After an accident, deaf musician Rose must find her way in a new city where she’s constantly torn up by her inability to express her musical gifts. An unlikely friendship she develops with a woman named Grace, who she possibly considers as her mentor makes her confront a fear that’s hidden away in the corners of her mundane everyday routine.
‘Lady Electric,’ a film made by an all-woman crew, traverses into the minds of two women, and is inspired by Ingmar Bergman’s Persona, Inarritu’s 21 Grams, says Mirella Christou, the writer and the director of the film.

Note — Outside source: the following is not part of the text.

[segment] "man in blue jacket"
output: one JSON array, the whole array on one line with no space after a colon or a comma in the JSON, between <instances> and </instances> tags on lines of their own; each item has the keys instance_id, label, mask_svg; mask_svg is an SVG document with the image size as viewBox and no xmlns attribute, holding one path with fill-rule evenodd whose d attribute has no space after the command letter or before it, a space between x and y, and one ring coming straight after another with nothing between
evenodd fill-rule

What strikes me most about Lady Electric is its simplicity, and elegant storytelling – a subtle trip to the dark and deeply embedded fears we have as humans. Especially in the aftermath of having missed or lost something very special to us.
Mild spoilers ahead:
While we all live a life of regrets, and shattered dreams, it is often quite disconcerting to come to terms with it or call it quits. As humans, we have taught ourselves to find a workaround to all scenarios life throws at us. It is under a similar circumstance, Rose, the protagonist tries to revisit her love for music almost every day, but her assumed inability consumes her before she could break it. She ends up spending her time as a nurse’s assistant where she meets Grace, a forgotten nobody of the ‘60s rock ‘n’ roll era. One could speculate the actual interaction Rose and Grace have, and whether Grace is a real person at all.

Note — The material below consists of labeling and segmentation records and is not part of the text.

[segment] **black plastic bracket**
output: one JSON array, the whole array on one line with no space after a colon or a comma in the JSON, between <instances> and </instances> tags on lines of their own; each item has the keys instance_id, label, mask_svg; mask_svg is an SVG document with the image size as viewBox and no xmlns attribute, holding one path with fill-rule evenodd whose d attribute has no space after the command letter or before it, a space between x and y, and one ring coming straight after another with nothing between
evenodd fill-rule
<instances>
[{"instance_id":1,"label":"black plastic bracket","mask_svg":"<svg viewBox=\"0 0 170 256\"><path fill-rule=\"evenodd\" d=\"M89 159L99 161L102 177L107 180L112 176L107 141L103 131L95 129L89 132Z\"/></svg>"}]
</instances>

Dichotomy in the approach to life
While Rose struggles to appreciate music again after receiving a cochlear implant which has distorted her hearing abilities, Grace comes into her life as an antithesis. Grace isn’t the one to worry about her music abilities anymore – she is sure of it, her fear is that of growing old and dying without anyone around her. To her, nobody must second guess themselves in rock ‘n’ roll, ergo, we are as good as we think we are.
Songs and lyrics as tropes
It is quite enjoyable how the director has chosen to weave the music and the songs in the film right to the context. For example, it is very allegorical to both the state of mind of the protagonist, as well as what is about to ensue in the film: “Wouldn’t it be nice to disappear, leave no trace at all?”
A very poignant ending
The plight of a yesteryear artist feeling like she’s been forgotten is the most traumatising of them all. While the passing of the baton is established, whether the baton was always in Rose’s hand is conjectural. As Rose leaves her self-doubting past behind, Grace, who could just as well be imaginary, is left behind as well – whether she ended it all, or has moved on to another realm of existence is again, up to the audience’s perception. I think this is, in a way, a testimony to all the people we once loved, who may or may not be around, but we are doing okay without their physical presence too.
The curious title of the film
I did wonder about the title of the film after the film ended. Could it be a musical reference, a hint at how Rose’s association with music after her implant? So, I thought Mirella would help us all understand the significance of it. She said, “the title Lady Electric has multiple meanings but seemed to work best intuitively. It’s a play of Jimi Hendrix’s studio Electric Lady, which coincides with the era of music that Grace was involved with. Aside from that, Rose herself embodies the name because she hears the world through an electric-acoustic machine implanted in her cochlea. I like that it implies both characters at the same time but for different reasons.”
Screenings, awards and the medical condition
- Official Selection at the Culver City Film Festival
- Award winner at Best Shorts, Dec. 2017
- The Miami Independent Film Festival, Nov. 2017
- Gold Movie Awards
Mirella recommends The Association of Adult Musicians with Hearing Loss to be a good place for further reading.